After a few hours spent reading many pages of documentation and digging in numpy include files, I've finally managed to understand exactly how it works. Since I've spent a great amount of time searching for these exact explanations, I'm providing the following text as a way to avoid anyone to waste its time.
I repeat the question :
How to transfer a list of numpy arrays, from Python to C
(I also assume you know how to compile, link and import your C module in Python)
Passing a Numpy array from Python to C is rather simple, as long as it's going to be passed as an argument in a C function. You just need to do something like this in Python
from numpy import array
from ctypes import c_long
values = array([1.0, 2.2, 3.3, 4.4, 5.5])
my_c_func(values.ctypes.data_as(c_void_p), c_long(values.size))
And the C code could look like :
void my_c_func(double *value, long size)
{
int i;
for (i = 0; i < size; i++)
printf("%ld : %.10f\n", i, values[i]);
}
That's simple... but what if I have a variable number of arrays ? Of course, I could use the techniques which parses the function's argument list (many examples in Stackoverflow), but I'd like to do something different.
I'd like to store all my arrays in a list and pass this list to the C function, and let the C code handle all the arrays.
In fact, it's extremely simple, easy et coherent... once you understand how it's done ! There is simply one very simple fact to remember :
Any member of a list/tuple/dictionary is a Python object... on the C side of the code !

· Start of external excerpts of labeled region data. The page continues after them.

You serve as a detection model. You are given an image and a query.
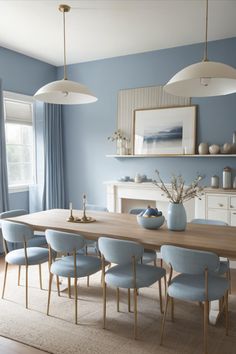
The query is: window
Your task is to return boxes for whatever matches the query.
[4,92,35,189]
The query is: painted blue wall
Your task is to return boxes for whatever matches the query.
[0,47,56,210]
[61,38,236,207]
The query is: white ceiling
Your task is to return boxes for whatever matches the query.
[0,0,236,66]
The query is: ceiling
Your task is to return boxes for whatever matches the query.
[0,0,236,66]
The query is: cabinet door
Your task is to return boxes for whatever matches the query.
[229,197,236,209]
[207,194,228,209]
[230,211,236,226]
[207,209,230,224]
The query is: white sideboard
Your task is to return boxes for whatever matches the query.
[105,181,195,221]
[195,188,236,226]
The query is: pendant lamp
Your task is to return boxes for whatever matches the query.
[164,0,236,97]
[34,5,97,104]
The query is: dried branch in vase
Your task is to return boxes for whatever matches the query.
[153,170,205,204]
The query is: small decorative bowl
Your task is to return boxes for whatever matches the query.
[137,215,165,230]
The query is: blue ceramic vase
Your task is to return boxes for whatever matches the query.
[167,203,187,231]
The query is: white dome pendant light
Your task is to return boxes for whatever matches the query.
[164,0,236,97]
[34,5,97,104]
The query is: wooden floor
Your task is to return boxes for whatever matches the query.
[0,257,236,354]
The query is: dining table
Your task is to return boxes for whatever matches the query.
[5,209,236,324]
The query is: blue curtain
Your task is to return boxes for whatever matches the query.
[43,103,65,209]
[0,79,9,212]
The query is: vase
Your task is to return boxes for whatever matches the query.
[167,203,187,231]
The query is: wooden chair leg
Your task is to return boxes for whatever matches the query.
[225,291,229,336]
[103,281,107,329]
[134,289,138,339]
[158,279,163,313]
[56,275,61,296]
[47,273,53,316]
[74,278,78,324]
[128,288,131,312]
[68,278,71,299]
[2,262,8,299]
[39,264,43,290]
[116,288,120,312]
[17,266,21,286]
[170,297,175,322]
[204,301,209,354]
[25,265,28,308]
[160,294,169,345]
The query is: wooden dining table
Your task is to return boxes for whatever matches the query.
[5,209,236,259]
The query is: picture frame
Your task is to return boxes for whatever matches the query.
[133,105,197,155]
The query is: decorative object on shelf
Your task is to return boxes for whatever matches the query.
[209,144,220,155]
[137,206,165,230]
[133,106,196,155]
[198,143,209,155]
[153,170,204,231]
[233,176,236,189]
[164,0,236,97]
[211,176,220,188]
[220,143,232,154]
[231,132,236,154]
[107,129,128,155]
[223,167,232,189]
[34,5,97,104]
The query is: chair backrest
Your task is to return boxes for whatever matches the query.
[161,245,220,274]
[0,209,27,219]
[129,208,145,215]
[1,220,34,242]
[98,237,144,264]
[86,204,108,211]
[45,230,85,253]
[191,219,228,226]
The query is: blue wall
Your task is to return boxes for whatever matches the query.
[61,38,236,207]
[0,47,56,210]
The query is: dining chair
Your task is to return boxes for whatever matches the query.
[191,219,231,286]
[160,245,229,354]
[46,230,102,324]
[0,209,47,289]
[1,220,49,308]
[98,237,166,339]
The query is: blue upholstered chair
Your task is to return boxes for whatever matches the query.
[160,245,229,354]
[98,237,166,338]
[46,230,101,324]
[191,219,231,282]
[1,220,49,308]
[0,209,47,289]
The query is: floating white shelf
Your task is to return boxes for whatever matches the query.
[106,154,236,158]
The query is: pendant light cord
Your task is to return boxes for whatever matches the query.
[63,11,67,80]
[203,0,208,61]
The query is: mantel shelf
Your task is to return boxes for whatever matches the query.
[106,154,236,158]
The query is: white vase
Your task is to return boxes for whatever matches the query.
[167,203,187,231]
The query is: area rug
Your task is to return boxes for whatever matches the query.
[0,265,236,354]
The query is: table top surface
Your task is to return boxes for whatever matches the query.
[8,209,236,258]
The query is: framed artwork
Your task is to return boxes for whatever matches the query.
[133,106,197,155]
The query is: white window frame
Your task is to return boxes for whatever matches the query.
[3,91,37,193]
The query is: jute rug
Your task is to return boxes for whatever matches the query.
[0,265,236,354]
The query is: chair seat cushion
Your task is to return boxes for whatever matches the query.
[168,274,229,301]
[5,247,48,265]
[105,264,166,288]
[142,249,157,264]
[51,255,102,278]
[217,259,229,275]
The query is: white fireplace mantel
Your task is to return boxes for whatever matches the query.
[104,181,195,221]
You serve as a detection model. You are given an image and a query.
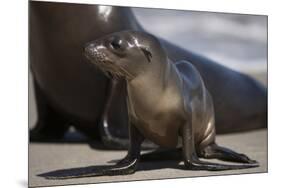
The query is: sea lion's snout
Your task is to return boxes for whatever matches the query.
[83,43,95,55]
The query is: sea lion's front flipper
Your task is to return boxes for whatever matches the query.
[200,143,257,164]
[182,120,259,171]
[38,125,144,179]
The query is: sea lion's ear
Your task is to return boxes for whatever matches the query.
[140,47,152,62]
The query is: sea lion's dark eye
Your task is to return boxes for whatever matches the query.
[110,39,122,50]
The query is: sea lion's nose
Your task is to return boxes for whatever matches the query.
[83,43,95,53]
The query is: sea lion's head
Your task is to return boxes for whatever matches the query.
[84,31,162,80]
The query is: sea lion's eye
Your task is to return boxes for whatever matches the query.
[110,39,122,50]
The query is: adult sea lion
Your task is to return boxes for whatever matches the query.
[29,1,267,147]
[41,31,258,178]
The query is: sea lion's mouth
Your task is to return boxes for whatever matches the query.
[84,48,133,79]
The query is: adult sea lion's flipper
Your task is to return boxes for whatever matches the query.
[200,143,257,164]
[29,81,69,142]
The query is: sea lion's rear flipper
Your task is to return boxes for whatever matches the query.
[182,120,259,171]
[38,159,138,180]
[199,143,257,164]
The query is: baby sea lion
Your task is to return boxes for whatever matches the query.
[40,30,259,178]
[29,1,267,148]
[85,31,258,175]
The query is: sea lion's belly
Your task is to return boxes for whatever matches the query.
[132,111,183,148]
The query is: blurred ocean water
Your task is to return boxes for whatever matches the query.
[133,8,267,73]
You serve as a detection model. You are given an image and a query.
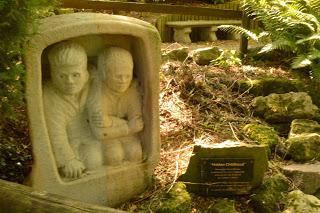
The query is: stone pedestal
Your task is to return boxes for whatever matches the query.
[25,13,160,206]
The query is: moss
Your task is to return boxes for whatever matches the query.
[208,199,238,213]
[287,133,320,162]
[156,182,191,213]
[243,124,280,156]
[234,78,302,96]
[250,173,290,213]
[290,119,320,135]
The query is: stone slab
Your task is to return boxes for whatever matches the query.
[25,13,161,206]
[179,141,268,196]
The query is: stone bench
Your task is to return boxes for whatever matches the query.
[166,20,241,43]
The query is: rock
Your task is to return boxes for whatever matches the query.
[243,124,280,156]
[156,182,191,213]
[283,190,320,213]
[192,47,221,65]
[286,133,320,162]
[250,173,290,213]
[233,78,302,97]
[289,119,320,137]
[208,198,238,213]
[282,162,320,194]
[252,92,318,123]
[162,46,189,62]
[179,141,268,196]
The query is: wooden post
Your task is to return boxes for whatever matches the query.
[240,12,250,58]
[0,179,124,213]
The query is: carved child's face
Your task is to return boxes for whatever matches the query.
[51,64,88,95]
[105,60,133,93]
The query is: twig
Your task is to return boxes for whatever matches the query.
[229,122,240,142]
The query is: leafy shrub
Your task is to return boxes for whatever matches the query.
[0,0,55,183]
[0,0,55,122]
[221,0,320,79]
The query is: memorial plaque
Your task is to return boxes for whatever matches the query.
[179,141,268,196]
[200,158,254,182]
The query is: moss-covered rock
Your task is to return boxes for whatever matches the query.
[156,182,191,213]
[161,47,189,62]
[289,119,320,137]
[283,190,320,213]
[233,78,302,96]
[286,133,320,162]
[208,199,238,213]
[193,47,221,65]
[250,173,290,213]
[243,124,280,156]
[252,92,318,123]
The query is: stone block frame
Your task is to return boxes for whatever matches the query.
[25,13,161,206]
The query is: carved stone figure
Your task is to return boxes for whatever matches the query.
[88,47,143,166]
[43,41,102,178]
[25,13,160,206]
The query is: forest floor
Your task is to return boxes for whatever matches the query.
[117,40,292,212]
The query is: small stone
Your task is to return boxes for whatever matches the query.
[156,182,191,213]
[252,92,318,123]
[286,133,320,162]
[208,199,238,213]
[243,124,280,156]
[192,47,221,65]
[251,173,290,213]
[162,47,189,62]
[283,190,320,213]
[282,162,320,194]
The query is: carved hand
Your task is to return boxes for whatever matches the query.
[62,158,85,178]
[91,110,111,127]
[128,117,144,133]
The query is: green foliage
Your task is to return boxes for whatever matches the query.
[221,0,320,79]
[0,0,55,122]
[210,50,241,68]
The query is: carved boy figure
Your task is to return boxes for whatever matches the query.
[88,47,143,166]
[43,41,102,178]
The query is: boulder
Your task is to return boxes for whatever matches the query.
[252,92,318,123]
[192,47,221,65]
[155,182,191,213]
[286,133,320,162]
[283,190,320,213]
[243,124,280,156]
[250,173,290,213]
[289,119,320,137]
[282,162,320,194]
[208,198,238,213]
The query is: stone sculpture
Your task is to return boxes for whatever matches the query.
[43,41,102,178]
[88,47,143,166]
[25,13,160,206]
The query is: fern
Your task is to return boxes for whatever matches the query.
[239,0,320,79]
[218,25,259,41]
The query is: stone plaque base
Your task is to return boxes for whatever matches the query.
[179,141,268,196]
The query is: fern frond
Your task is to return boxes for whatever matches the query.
[218,25,259,41]
[296,34,320,44]
[291,55,312,69]
[258,39,296,53]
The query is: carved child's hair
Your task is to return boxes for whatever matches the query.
[98,46,133,79]
[48,41,87,66]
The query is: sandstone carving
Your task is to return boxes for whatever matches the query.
[25,13,161,206]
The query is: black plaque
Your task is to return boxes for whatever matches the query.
[200,158,253,182]
[190,158,254,195]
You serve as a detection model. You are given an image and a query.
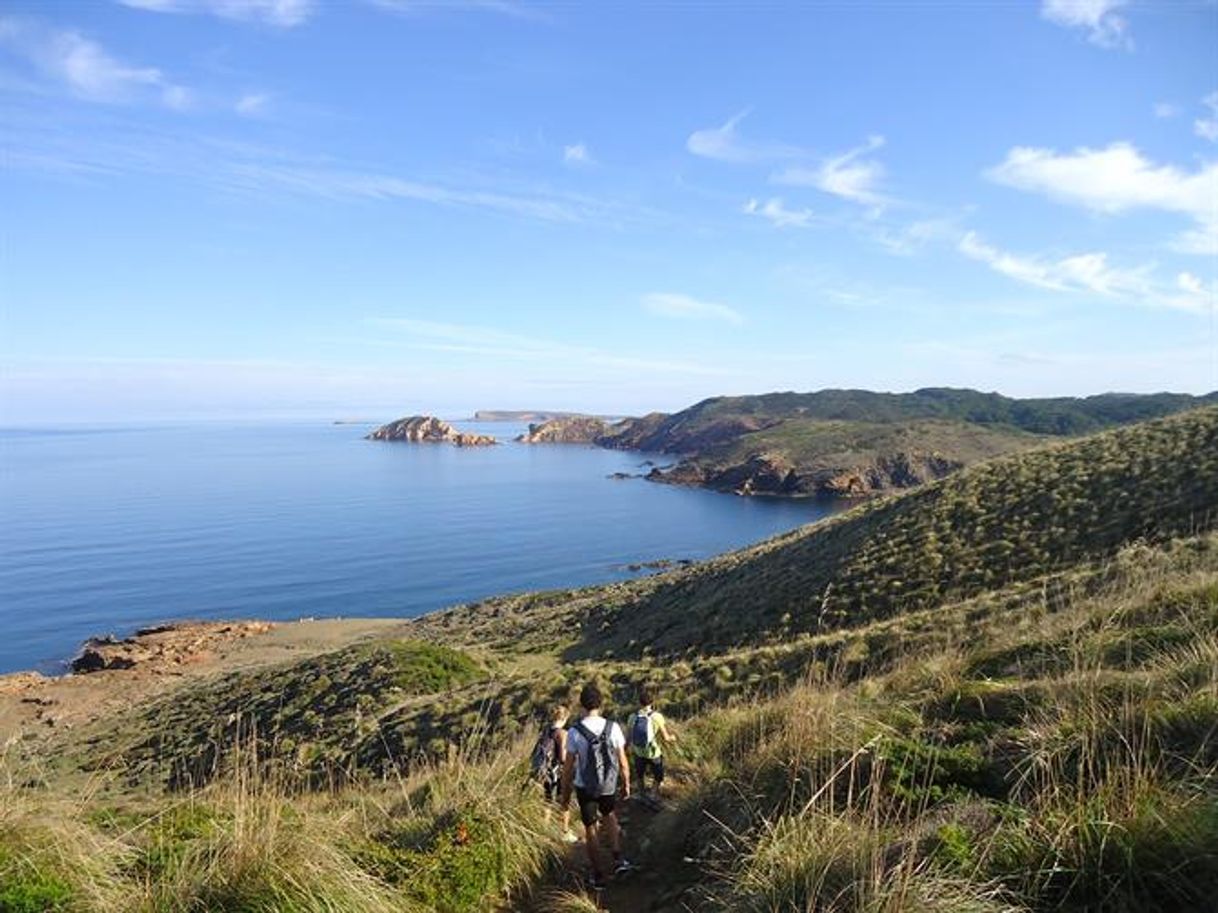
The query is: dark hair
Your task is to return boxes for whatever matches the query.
[580,682,603,710]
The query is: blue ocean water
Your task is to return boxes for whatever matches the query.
[0,422,833,672]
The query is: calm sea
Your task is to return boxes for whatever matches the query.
[0,422,832,672]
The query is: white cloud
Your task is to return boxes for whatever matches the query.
[957,231,1216,314]
[563,142,592,166]
[1040,0,1133,49]
[0,18,190,108]
[771,136,888,209]
[686,108,804,163]
[233,93,270,117]
[643,292,744,326]
[743,196,812,228]
[1192,91,1218,142]
[118,0,317,28]
[365,0,546,19]
[985,142,1218,253]
[367,317,720,375]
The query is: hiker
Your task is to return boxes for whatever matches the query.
[626,684,677,802]
[560,682,632,890]
[530,704,579,844]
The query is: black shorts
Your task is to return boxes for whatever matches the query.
[635,756,664,789]
[575,786,618,828]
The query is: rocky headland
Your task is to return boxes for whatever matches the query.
[647,452,965,498]
[367,415,498,447]
[516,415,610,444]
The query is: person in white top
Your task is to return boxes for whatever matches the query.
[560,682,631,889]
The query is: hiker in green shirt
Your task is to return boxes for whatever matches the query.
[626,684,677,801]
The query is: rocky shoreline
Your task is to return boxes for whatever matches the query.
[364,415,499,447]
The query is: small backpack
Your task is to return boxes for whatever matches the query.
[575,719,621,796]
[630,711,655,751]
[529,726,559,783]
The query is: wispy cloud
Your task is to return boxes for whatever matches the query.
[985,142,1218,254]
[367,317,720,375]
[0,17,191,110]
[643,292,744,326]
[771,135,888,208]
[365,0,546,19]
[1040,0,1134,50]
[233,93,270,117]
[0,110,669,230]
[959,231,1216,314]
[1192,91,1218,142]
[686,108,805,163]
[563,142,593,167]
[743,196,812,228]
[118,0,317,28]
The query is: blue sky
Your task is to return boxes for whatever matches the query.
[0,0,1218,424]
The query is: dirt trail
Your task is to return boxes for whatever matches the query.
[521,801,691,913]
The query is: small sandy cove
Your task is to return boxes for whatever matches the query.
[0,618,408,751]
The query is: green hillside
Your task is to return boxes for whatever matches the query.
[601,387,1218,453]
[598,388,1218,497]
[9,408,1218,913]
[575,408,1218,656]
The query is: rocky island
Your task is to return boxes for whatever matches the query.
[365,415,498,447]
[516,415,610,444]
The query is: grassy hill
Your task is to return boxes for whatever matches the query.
[599,388,1218,497]
[9,408,1218,913]
[604,387,1218,453]
[575,408,1218,656]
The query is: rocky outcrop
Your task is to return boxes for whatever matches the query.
[71,621,273,676]
[647,453,963,498]
[367,415,498,447]
[516,415,609,444]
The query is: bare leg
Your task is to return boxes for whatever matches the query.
[583,824,603,879]
[605,812,621,859]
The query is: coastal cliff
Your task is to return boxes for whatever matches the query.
[516,415,609,444]
[647,452,965,498]
[365,415,498,447]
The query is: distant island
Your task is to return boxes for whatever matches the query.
[504,387,1218,498]
[364,415,498,447]
[0,401,1218,913]
[368,387,1218,498]
[470,409,594,421]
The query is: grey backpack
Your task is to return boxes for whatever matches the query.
[575,719,621,796]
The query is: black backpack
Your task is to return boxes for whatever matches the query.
[529,726,559,783]
[575,719,621,796]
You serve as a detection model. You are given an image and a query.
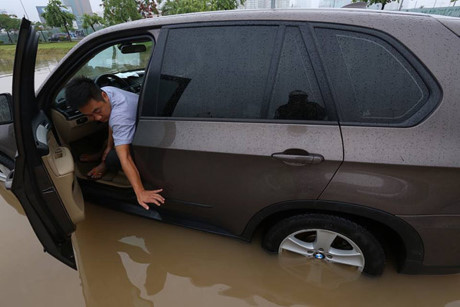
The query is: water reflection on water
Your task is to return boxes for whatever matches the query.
[75,204,460,306]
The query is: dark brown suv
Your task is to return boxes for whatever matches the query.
[0,9,460,275]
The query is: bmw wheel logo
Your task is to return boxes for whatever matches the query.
[315,253,324,260]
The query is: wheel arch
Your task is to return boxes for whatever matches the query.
[241,200,424,274]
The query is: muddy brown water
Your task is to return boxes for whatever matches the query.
[0,195,460,307]
[0,62,460,307]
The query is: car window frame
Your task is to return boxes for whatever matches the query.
[139,20,338,125]
[37,28,157,115]
[310,22,443,128]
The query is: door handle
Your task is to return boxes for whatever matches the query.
[272,150,324,166]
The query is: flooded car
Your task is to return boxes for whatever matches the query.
[0,9,460,276]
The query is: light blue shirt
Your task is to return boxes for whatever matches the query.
[101,86,139,146]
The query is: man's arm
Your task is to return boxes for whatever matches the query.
[101,126,113,162]
[115,144,165,210]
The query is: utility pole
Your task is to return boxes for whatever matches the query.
[19,0,30,20]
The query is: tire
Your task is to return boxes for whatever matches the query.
[262,214,385,276]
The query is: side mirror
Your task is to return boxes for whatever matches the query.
[0,94,13,125]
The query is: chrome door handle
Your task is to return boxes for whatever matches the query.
[272,151,324,166]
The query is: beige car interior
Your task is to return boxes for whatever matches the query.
[51,109,130,188]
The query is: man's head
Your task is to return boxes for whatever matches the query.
[65,77,112,122]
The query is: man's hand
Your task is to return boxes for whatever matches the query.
[101,145,113,162]
[137,189,165,210]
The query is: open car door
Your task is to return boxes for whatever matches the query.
[6,19,82,268]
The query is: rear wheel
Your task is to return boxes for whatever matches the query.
[262,214,385,275]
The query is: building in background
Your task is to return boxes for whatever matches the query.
[63,0,93,16]
[63,0,93,29]
[36,6,46,24]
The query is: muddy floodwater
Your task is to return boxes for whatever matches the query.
[0,60,460,307]
[0,195,460,307]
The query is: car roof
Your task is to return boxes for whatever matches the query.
[83,8,430,36]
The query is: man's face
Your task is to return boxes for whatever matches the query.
[80,92,112,123]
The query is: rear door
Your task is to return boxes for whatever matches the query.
[133,22,343,235]
[8,19,76,268]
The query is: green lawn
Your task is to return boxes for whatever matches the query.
[0,42,77,58]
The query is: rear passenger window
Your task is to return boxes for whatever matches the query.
[315,28,438,126]
[268,27,327,120]
[154,25,329,121]
[159,26,278,119]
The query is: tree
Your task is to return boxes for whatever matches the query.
[136,0,161,18]
[352,0,399,10]
[162,0,245,15]
[82,13,104,32]
[0,14,21,44]
[34,21,46,42]
[102,0,141,25]
[42,0,75,41]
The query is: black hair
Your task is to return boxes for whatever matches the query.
[65,76,104,110]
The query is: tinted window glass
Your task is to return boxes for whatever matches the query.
[316,28,431,125]
[268,27,327,120]
[158,26,277,119]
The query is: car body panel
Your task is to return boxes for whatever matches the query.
[11,19,76,268]
[133,119,342,235]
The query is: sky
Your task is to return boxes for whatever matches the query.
[0,0,102,21]
[0,0,460,21]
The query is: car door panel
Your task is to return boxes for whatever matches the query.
[12,19,76,268]
[133,119,342,235]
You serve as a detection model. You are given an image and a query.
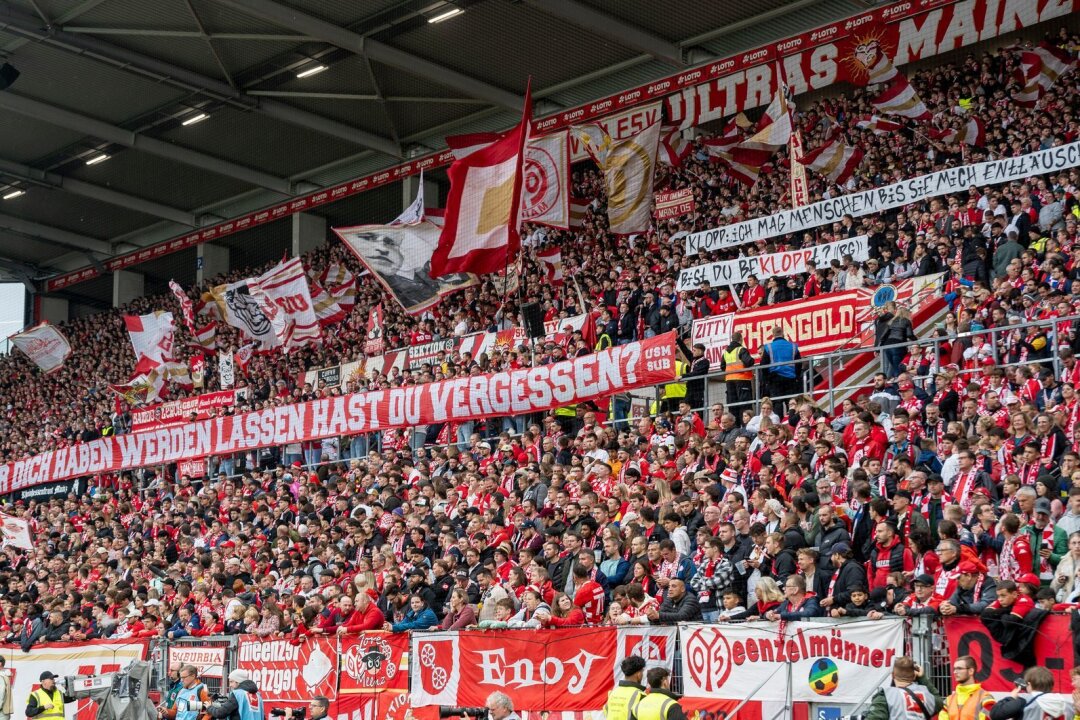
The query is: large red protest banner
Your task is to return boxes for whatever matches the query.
[945,615,1080,693]
[237,635,338,703]
[45,0,1080,293]
[0,332,675,494]
[409,627,618,710]
[132,390,237,433]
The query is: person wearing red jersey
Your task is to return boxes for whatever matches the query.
[573,565,605,625]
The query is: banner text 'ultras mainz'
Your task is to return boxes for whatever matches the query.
[0,332,675,493]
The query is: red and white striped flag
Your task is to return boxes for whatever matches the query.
[0,513,33,552]
[659,127,693,167]
[802,133,863,185]
[537,245,563,285]
[855,116,904,135]
[168,280,195,331]
[188,320,217,355]
[872,74,932,120]
[1013,41,1076,108]
[232,342,255,376]
[311,281,348,327]
[570,198,591,229]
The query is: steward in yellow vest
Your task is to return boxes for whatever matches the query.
[26,670,75,720]
[604,655,645,720]
[634,667,686,720]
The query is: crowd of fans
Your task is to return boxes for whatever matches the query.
[0,31,1080,682]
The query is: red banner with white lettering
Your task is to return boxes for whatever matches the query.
[237,635,338,703]
[945,615,1080,693]
[339,633,408,695]
[132,388,237,433]
[0,332,675,494]
[732,290,861,357]
[410,627,617,710]
[410,627,677,712]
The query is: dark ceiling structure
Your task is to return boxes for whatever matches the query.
[0,0,867,302]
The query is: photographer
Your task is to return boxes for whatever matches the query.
[484,692,522,720]
[206,669,266,720]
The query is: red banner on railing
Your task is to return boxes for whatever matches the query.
[237,635,338,703]
[945,615,1080,693]
[0,332,675,494]
[409,627,676,711]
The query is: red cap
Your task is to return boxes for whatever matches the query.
[956,560,982,575]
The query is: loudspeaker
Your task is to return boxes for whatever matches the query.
[0,63,18,90]
[522,302,548,339]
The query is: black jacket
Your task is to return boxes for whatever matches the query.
[660,593,701,626]
[206,680,259,720]
[826,559,866,608]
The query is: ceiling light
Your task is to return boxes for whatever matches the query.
[428,8,464,25]
[296,65,328,78]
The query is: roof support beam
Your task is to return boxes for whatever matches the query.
[0,93,293,195]
[0,215,112,255]
[0,4,402,158]
[0,158,199,228]
[209,0,523,111]
[526,0,686,68]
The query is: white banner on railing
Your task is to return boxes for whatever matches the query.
[678,235,870,293]
[679,619,904,704]
[686,142,1080,255]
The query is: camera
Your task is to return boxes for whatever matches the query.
[438,705,487,720]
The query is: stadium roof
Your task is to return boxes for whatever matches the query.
[0,0,873,293]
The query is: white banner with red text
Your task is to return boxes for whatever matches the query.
[679,617,904,704]
[677,235,870,293]
[686,141,1080,255]
[132,390,237,433]
[0,332,675,494]
[409,627,676,711]
[0,640,147,720]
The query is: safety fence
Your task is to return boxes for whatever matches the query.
[8,614,1062,720]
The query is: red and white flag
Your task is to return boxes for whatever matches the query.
[570,198,592,229]
[188,320,217,355]
[232,342,255,376]
[802,133,863,185]
[364,302,387,357]
[124,310,176,375]
[660,127,693,167]
[1013,41,1076,108]
[311,281,348,327]
[9,323,71,375]
[521,130,570,230]
[870,73,932,121]
[0,513,33,551]
[855,116,904,135]
[537,245,563,285]
[573,122,660,235]
[322,263,356,313]
[188,353,206,388]
[247,258,322,352]
[168,280,195,332]
[430,83,532,277]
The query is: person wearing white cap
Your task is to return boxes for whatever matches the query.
[206,668,266,720]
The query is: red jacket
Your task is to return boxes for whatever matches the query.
[341,602,387,633]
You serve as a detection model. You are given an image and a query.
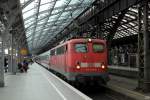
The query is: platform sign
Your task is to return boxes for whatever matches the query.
[20,48,28,56]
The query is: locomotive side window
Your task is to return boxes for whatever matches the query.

You can't expect to directly pass a pointer as I initially, and wrongly, thought. Once said, it sounds very simple :-) Though, let's write some Python code :
from numpy import array
my_list = (array([1.0, 2.2, 3.3, 4.4, 5.5]),
array([2.9, 3.8. 4.7, 5.6]))
my_c_func(py_object(my_list))
Well, you don't need to change anything in the list, but you need to specify that you are passing the list as a PyObject argument.
And here is the how all this is being accessed in C.
void my_c_func(PyObject *list)
{
int i, n_arrays;
// Get the number of elements in the list
n_arrays = PyObject_Length(list);
for (i = 0; i LT n_arrays; i++)
{
PyArrayObject *elem;
double *pd;
elem = PyList_GetItem(list,
i);
pd = PyArray_DATA(elem);
printf("Value 0 : %.10f\n", *pd);
}
}
Explanation :
- The list is received as a pointer to a PyObject
- We get the number of array from the list by using the PyObject_Length() function.
PyList_GetItem()
always return a PyObject (in fact a void *
)
- We retrieve the pointer to the array of data by using the
PyArray_DATA()
macro.
Normally, PyList_GetItem()
returns a PyObject *, but, if you look in the Python.h and ndarraytypes.h, you'll find that they are both defined as (I've expanded the macros !):
typedef struct _object {
Py_ssize_t ob_refcnt;
struct _typeobject *ob_type;
} PyObject;
And the PyArrayObject... is exactly the same. Though, it's perfectly interchangeable at this level. The content of ob_type is accessible for both objects and contain everything which is needed to manipulate any generic Python object. I admit that I've used one of its member during my investigations. The struct member tp_name is the string containing the name of the object... in clear text; and believe me, it helped ! This is how I discovered what each list element was containing.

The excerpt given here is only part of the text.